Никита посмотрел в конец коридора, где сквозь окно, в пространство, заключенное в каменные стены, стараясь рассеять тоску и холод, вливались яркие солнечные лучи. И перед его мысленным взором, словно прорисовываясь в потоке света, возник образ Ольги. Он вспомнил, как в первый раз она предстала перед ним в ярко освещенном дверном проеме квартиры его родственников, тонкая, хрупкая девочка, с короткими русыми волосами, своей угловатой фигуркой больше похожая на мальчишку-подростка…
Никита уехал из родного города, чтобы учиться на программиста и уже весьма успешно перешел на второй курс. Половину первого курса он жил в общежитии, но потом его тетка, Мария Владимировна, а проще тетя Маша, уговорила поселиться у них. И Никита особо сопротивляться не стал, так как жизнь в общаге была несахарной, а на съем квартиры даже самой маленькой у его матери, растившей его одной, средств не было. Его отец, родной брат тети Маши, лет так двенадцать назад слинял с какой-то бабой в другой город и обзавелся там семьей и с ними отношения не поддерживал, лишь выплачивал мизерные алименты. Марии Владимировне, должно быть, было неудобно за него, и она, как могла, замазывала грехи брата, привечая Никиту, за что тот ей был благодарен.
В этом же году она и Павел Александрович вновь предложили ему жить у них во время учебы. И Никита согласился. Только на этот раз ситуация немного поменялась. До этого у его родственников не было детей, а теперь, к немалому изумлению Никиты, они взяли из детдома девочку пятнадцати лет.
Был самый конец августа, когда Никита после двухмесячных летних каникул вновь переступил порог дома своих родственников. Ни Марии Владимировны, ни Павла Александровича не было, так как день был рабочий. А дверь ему открыла невысокая худенькая девчушка. Его предупредили, что она не разговаривает. И Никита, дружелюбно сказав «привет», с интересом посмотрел на нее. Девочка же улыбнулась и кивнула в ответ. Но вскоре интерес Никиты был привлечен не только ее немотой и тем, как она справляется со своим дефектом, но и ее отличной успеваемостью в школе, стремлением учиться, двигаться вперед. Несколько раз он наблюдал сцену, как Мария Владимировна пыталась отправить ее спать, потому что было уже слишком поздно, а Ольга все равно засиживалась за занятиями. Но вот заучкой и зубрилой Никита ее за это не считал. Наоборот он проникся к ней чувством уважения. Ведь он сам был таким. Единственный сын у одинокой несостоятельной матери, он всегда желал вырваться вперед и в школе, и в институте.
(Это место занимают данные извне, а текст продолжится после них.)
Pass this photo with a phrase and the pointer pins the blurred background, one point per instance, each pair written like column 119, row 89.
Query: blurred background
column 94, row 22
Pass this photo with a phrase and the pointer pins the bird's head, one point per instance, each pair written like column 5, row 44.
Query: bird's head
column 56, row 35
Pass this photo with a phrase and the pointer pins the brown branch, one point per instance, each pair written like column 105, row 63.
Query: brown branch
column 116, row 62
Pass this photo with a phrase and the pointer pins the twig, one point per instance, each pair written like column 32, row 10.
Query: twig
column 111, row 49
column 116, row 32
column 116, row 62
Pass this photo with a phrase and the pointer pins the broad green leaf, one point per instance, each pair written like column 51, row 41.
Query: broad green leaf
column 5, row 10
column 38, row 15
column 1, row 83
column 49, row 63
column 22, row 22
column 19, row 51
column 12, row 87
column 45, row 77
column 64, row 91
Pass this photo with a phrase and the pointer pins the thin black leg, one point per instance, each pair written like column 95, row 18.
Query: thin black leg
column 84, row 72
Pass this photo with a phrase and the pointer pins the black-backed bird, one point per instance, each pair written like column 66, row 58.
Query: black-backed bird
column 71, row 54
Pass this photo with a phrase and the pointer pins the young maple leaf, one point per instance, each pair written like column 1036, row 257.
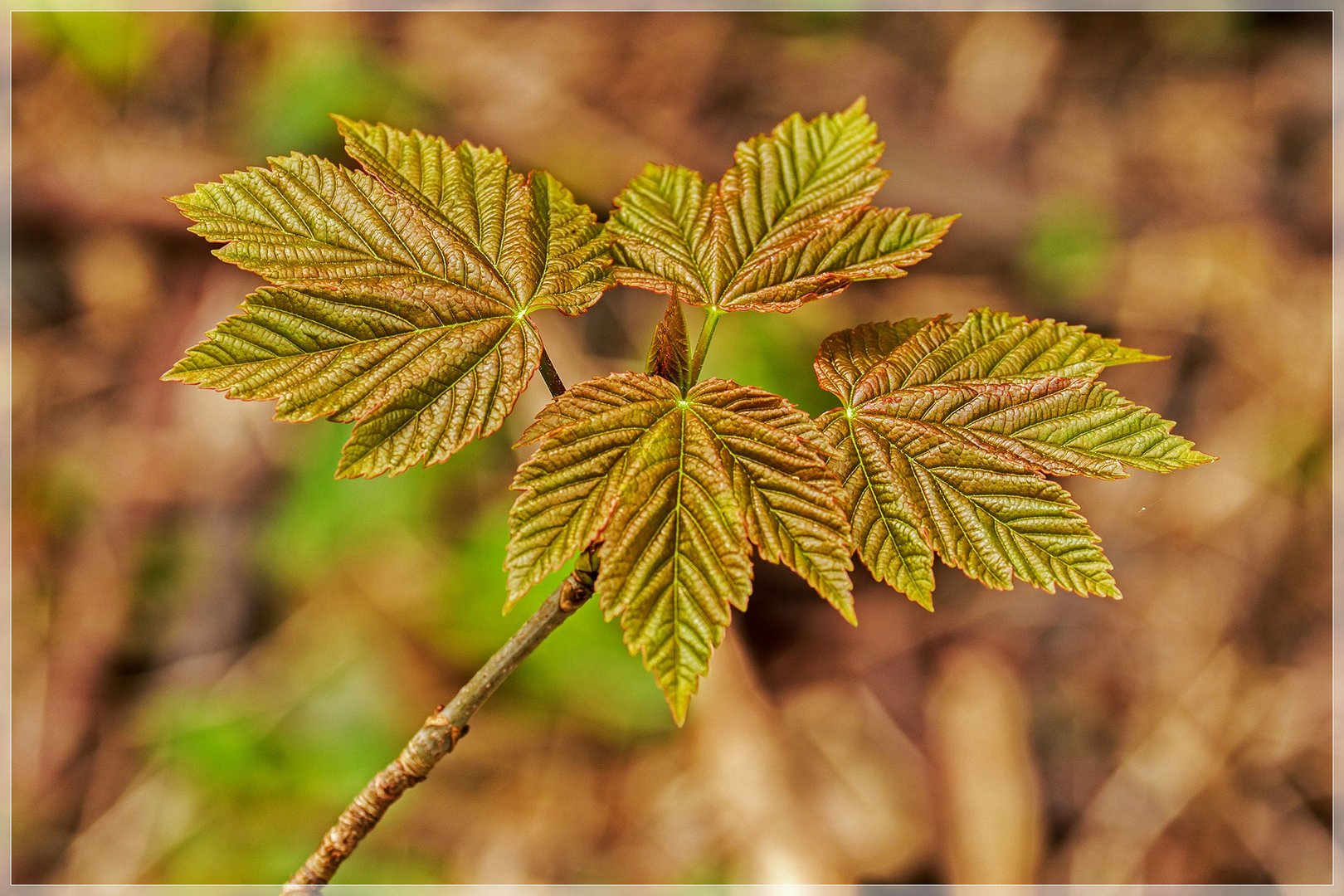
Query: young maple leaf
column 402, row 295
column 670, row 353
column 676, row 488
column 947, row 434
column 791, row 221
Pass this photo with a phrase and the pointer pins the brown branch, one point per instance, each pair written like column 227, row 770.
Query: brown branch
column 552, row 377
column 440, row 733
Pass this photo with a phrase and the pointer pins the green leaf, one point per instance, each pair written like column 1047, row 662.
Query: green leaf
column 676, row 488
column 403, row 292
column 947, row 434
column 670, row 353
column 786, row 225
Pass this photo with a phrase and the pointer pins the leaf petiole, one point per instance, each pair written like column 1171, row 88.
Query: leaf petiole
column 702, row 345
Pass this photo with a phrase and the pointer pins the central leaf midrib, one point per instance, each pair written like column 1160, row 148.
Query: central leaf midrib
column 413, row 192
column 416, row 416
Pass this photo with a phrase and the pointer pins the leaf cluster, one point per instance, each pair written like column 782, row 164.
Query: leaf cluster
column 399, row 299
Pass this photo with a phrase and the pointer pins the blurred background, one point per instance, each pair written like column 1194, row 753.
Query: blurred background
column 216, row 642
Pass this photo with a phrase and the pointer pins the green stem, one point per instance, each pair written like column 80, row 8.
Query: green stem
column 702, row 345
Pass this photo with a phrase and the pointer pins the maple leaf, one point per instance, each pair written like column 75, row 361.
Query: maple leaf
column 947, row 431
column 402, row 295
column 676, row 486
column 788, row 223
column 670, row 353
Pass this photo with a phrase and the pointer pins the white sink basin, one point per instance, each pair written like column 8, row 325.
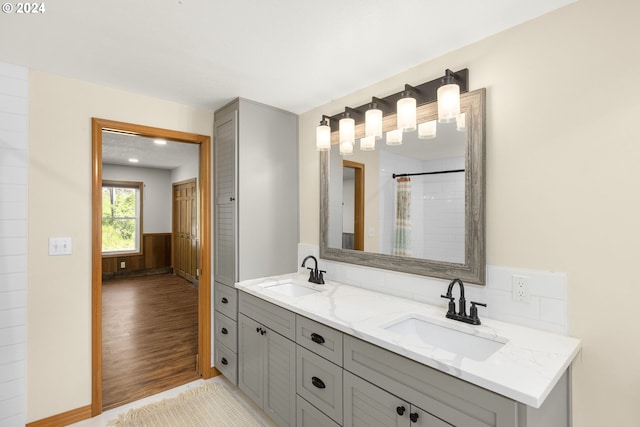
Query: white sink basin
column 292, row 289
column 471, row 344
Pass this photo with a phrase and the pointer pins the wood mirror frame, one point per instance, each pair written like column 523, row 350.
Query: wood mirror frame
column 473, row 268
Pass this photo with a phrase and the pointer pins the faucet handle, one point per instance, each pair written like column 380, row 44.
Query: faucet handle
column 452, row 304
column 312, row 276
column 473, row 312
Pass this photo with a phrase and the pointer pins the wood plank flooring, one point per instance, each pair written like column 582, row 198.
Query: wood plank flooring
column 149, row 336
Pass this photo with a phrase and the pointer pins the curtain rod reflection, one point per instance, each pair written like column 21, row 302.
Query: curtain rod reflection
column 400, row 175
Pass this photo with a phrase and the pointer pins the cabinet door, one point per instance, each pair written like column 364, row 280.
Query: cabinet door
column 280, row 376
column 366, row 405
column 250, row 359
column 226, row 221
column 420, row 418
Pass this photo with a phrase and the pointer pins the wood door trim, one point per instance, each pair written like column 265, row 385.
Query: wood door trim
column 358, row 214
column 204, row 288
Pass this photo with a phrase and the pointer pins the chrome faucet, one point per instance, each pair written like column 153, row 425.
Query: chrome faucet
column 461, row 315
column 315, row 275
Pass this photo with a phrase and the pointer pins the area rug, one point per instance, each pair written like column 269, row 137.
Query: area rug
column 211, row 405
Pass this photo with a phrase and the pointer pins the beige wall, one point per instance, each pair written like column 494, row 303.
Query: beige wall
column 563, row 152
column 59, row 288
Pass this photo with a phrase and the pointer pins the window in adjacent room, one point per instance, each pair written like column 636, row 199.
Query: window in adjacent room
column 121, row 217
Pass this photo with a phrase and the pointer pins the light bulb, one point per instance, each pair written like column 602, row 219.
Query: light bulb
column 406, row 114
column 373, row 123
column 323, row 137
column 448, row 103
column 347, row 130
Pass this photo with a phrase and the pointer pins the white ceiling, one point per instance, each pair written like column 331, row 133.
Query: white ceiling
column 293, row 54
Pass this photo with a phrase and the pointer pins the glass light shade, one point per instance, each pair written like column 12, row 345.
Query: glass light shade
column 448, row 103
column 394, row 137
column 347, row 130
column 373, row 123
column 323, row 138
column 368, row 143
column 427, row 130
column 461, row 122
column 406, row 114
column 346, row 148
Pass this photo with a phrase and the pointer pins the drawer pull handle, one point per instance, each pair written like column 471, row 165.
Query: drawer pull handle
column 317, row 382
column 318, row 339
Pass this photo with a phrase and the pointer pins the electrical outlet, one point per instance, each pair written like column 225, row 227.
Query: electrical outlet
column 520, row 288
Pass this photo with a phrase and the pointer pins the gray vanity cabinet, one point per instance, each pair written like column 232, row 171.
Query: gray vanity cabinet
column 256, row 206
column 445, row 398
column 225, row 316
column 366, row 404
column 267, row 359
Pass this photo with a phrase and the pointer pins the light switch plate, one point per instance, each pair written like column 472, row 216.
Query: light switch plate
column 59, row 246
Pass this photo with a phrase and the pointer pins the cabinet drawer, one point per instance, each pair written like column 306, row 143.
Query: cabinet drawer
column 226, row 300
column 270, row 315
column 446, row 397
column 226, row 361
column 319, row 338
column 226, row 331
column 309, row 416
column 319, row 382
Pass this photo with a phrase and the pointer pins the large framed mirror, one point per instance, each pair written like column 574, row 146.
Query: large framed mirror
column 422, row 208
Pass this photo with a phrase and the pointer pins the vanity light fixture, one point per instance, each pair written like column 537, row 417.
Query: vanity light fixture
column 373, row 120
column 445, row 90
column 394, row 137
column 448, row 98
column 347, row 127
column 406, row 110
column 323, row 135
column 427, row 130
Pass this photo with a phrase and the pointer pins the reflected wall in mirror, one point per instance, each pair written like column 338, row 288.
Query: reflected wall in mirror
column 423, row 207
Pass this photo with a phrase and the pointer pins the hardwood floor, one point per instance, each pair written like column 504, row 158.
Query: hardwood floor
column 149, row 336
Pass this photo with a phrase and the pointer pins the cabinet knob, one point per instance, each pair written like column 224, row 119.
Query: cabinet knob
column 317, row 382
column 318, row 339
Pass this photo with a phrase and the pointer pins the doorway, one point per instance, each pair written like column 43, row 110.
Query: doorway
column 200, row 200
column 353, row 205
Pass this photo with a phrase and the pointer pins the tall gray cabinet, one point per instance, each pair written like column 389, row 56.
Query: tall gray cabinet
column 256, row 210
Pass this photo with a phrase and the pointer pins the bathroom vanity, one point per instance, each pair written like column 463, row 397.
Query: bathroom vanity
column 337, row 355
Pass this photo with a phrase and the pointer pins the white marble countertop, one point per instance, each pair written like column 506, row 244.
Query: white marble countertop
column 525, row 368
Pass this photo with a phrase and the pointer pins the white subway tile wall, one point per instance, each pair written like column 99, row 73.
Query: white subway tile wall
column 546, row 309
column 13, row 242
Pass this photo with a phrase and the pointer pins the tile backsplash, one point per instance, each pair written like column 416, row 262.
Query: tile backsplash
column 546, row 309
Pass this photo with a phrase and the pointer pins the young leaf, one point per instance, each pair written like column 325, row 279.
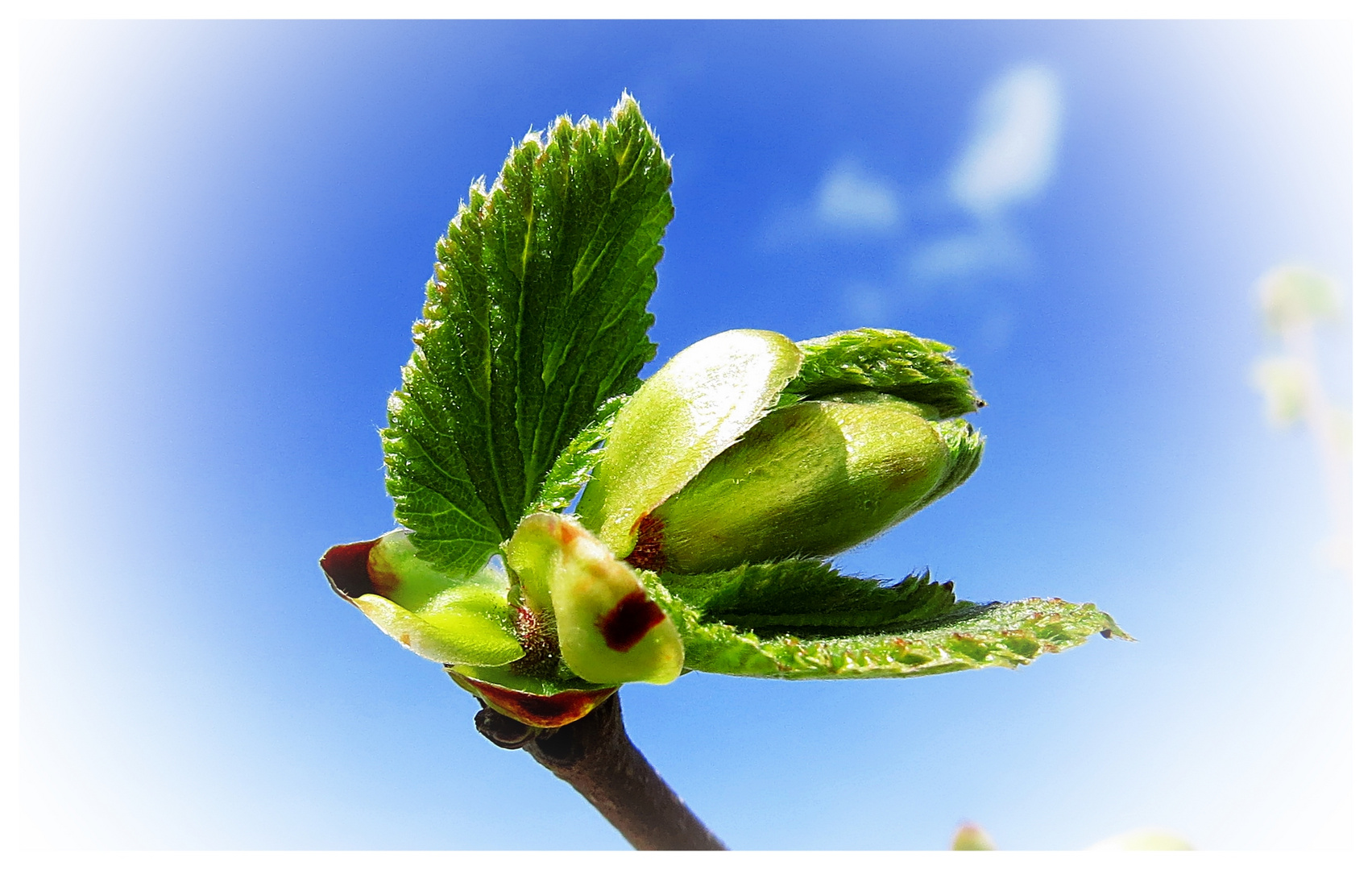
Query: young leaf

– Ты же сейчас в девятом классе учишься, верно? – как-то спросил он Ольгу, когда они вместе пили чай.
Она кивнула.
– А потом как планируешь: в техникум или в школе останешься?
«В школе, а потом в ВУЗ».
– А хочешь, я тебе экскурсию по нашему институту устрою? Думаю, тебе интересно будет. Почувствуешь дыхание студенческой жизни. – Никита вопросительно посмотрел на Ольгу и с радостью заметил, как она просияла.
«Конечно, хочу!»
Это был конец сентября. И Никита в ближайший же удобный день взял ее с собой и довольно наблюдал, с каким восторгом Ольга знакомилась с его альма матер. А после их похода в институт он позвал девочку в кафе. И они просидели там больше часа. Не смотря на то, что Ольга общалась при помощи карандаша и блокнота, быть в ее компании было крайне интересно. Она к своим пятнадцати годам прочла кучу разных книг (надо сказать, не только программных) и имела богатый жизненный опыт. С тех пор их отношения стали более тесными. Изредка они ходили в кино, иногда вместе гуляли, смотрели дома телек, а порой слушали музыку. У Никиты в его родном городе осталась девушка, с которой они начали встречаться в его летние каникулы. Звали ее Галиной. Ей было восемнадцать. И она третий год училась в техникуме. Никита думал, что будет сильно скучать по ней во время учебы, но благодаря Ольге этого не произошло. Хотя свои чувства к ней Никита в течение нескольких месяцев классифицировал исключительно как дружеские. И, наверное, их общение, их дружба так и радовали бы своим спокойствием и позитивом, если бы вдруг не появился он… этот низкорослый выскочка, который ровным счетом реально ничего из себя не представлял, и если бы Ольгу не угораздило влюбиться в него по самое не хочу… И вот тогда Никита неожиданно понял, что ревнует, причем ревнует не слегка из чувства собственности, которого никто не чужд, а сильно, невыносимо, изматывающе…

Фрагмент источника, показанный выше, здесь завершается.